The summer of 1999, my 1st standard was completed. Though I was in a primary school of a village, my mom was serious about my studies and I had to go to school every day. And before the freedom of two months of holidays could pass by my cheeks, Kargil war got set in. The milieu in my home turned grave as my father was in the army. He had to go back before the completion of his holidays. Mom would cry and I could just watch. 

Though I knew what was going on, I couldn't understand the gravity of it. Home had become dull than before and that's why I got immersed in the cheap thrills of the gully. Of all the things that went around me, flying a kite was a fancy that was pending for a long while. I didn't know how to make a kite and definitely didn't know how to make one fly. Setting it in a flight was like a magic to me. I would think how something as mortal as that can fly just by a thread. And I always wanted to feel that excitement. 

In the retail stores, though the ready-made kites were available for a rupee. That time, a rupee in a kid's hand was worth more than an iPhone now. And even if I had managed to get a rupee, I was supposed to spend it with prior permission of my mom. She would think if she let's me spend money I'll be addicted to the eatables in the shops.

But you know, despite everything magic happens sometimes. The universe listens to those silent prayers and makes them true. As one random noon when I was sitting in the school ground waiting for my usual friends.

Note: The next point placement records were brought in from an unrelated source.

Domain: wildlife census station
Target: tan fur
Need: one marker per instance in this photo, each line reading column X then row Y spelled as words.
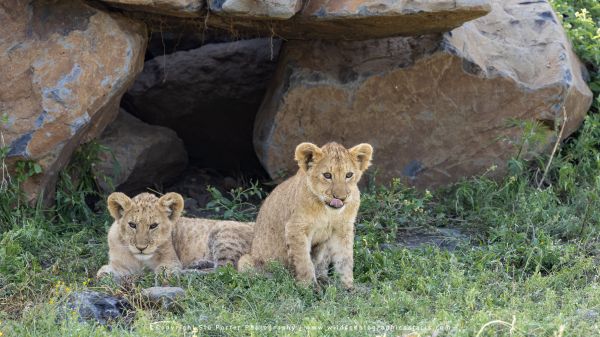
column 296, row 226
column 176, row 242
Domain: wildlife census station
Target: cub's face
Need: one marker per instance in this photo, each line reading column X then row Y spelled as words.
column 145, row 222
column 333, row 171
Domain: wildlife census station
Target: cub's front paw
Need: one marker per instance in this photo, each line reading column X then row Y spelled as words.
column 168, row 270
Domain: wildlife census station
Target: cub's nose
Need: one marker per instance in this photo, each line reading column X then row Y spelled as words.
column 141, row 248
column 342, row 198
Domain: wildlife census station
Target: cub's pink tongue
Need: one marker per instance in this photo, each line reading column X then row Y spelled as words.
column 337, row 203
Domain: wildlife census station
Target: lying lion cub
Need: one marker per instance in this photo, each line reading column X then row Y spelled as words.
column 308, row 220
column 149, row 233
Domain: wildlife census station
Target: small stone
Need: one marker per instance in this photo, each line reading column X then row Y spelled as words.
column 100, row 307
column 164, row 297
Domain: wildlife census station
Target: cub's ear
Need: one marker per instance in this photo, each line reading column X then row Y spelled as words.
column 118, row 203
column 307, row 154
column 362, row 154
column 172, row 204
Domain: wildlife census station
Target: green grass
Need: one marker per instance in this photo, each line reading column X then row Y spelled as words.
column 529, row 268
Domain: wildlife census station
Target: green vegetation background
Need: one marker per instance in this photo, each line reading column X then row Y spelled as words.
column 530, row 267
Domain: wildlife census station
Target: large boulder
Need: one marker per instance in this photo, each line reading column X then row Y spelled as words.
column 179, row 8
column 344, row 19
column 209, row 96
column 436, row 108
column 140, row 155
column 315, row 19
column 65, row 66
column 269, row 9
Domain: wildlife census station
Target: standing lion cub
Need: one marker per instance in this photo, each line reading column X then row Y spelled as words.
column 149, row 233
column 308, row 220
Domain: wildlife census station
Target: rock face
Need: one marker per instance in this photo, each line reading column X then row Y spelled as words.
column 435, row 108
column 141, row 155
column 98, row 307
column 64, row 67
column 344, row 19
column 181, row 8
column 209, row 96
column 271, row 9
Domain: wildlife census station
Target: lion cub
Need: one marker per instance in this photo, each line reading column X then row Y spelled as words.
column 149, row 233
column 308, row 220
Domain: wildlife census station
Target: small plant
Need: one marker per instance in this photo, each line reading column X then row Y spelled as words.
column 241, row 205
column 77, row 189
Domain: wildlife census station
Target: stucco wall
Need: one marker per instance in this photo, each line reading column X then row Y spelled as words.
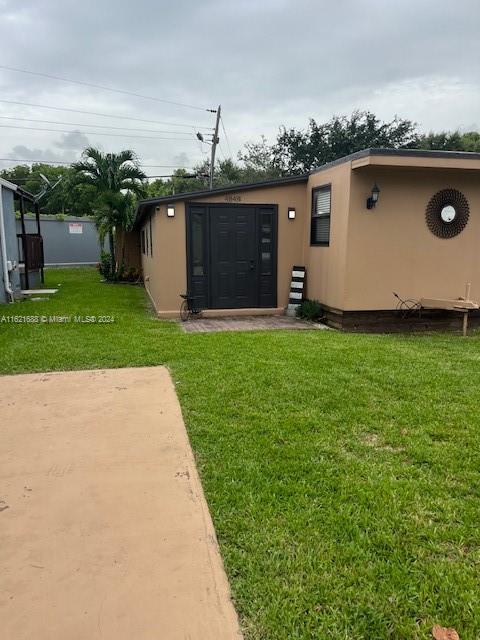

An adrift kite was wriggling in air to make a landing. I ran towards it to get hold of it. It was beautiful. Green background, filled with a crescent moon and a star, in small boxes all over it. Of all the kites made out of newspaper, this one looked more elegant. Before someone came looking for it, I secretly went to some other place to play with it.

A piece of thread that was still left with it and I would run around to make it fly. It flied when I ran, then again it was down when I would stop. After repeated attempts to make it fly, I decided it might need more thread and I decided to ask for it from mom. Late in the evening when I went home, I told mom what I was blessed with in all excitement. Then I showed it to her in the kitchen. The moment she laid eyes on it she turned red and snatched it from me. In an angry tone she said, "Bloody crescents and stars" and crumbled it. Throwing it in a corner, she slapped me saying, "Your father is fighting there and you bring these nasty things". She was in tears and I started wailing.

In tears, looking at the crumpled ball of green that poked the sticks out of it I wondered, "the crescent moon is the same and the stars, what our ancestors had become". Why would mom do that…and I wailed.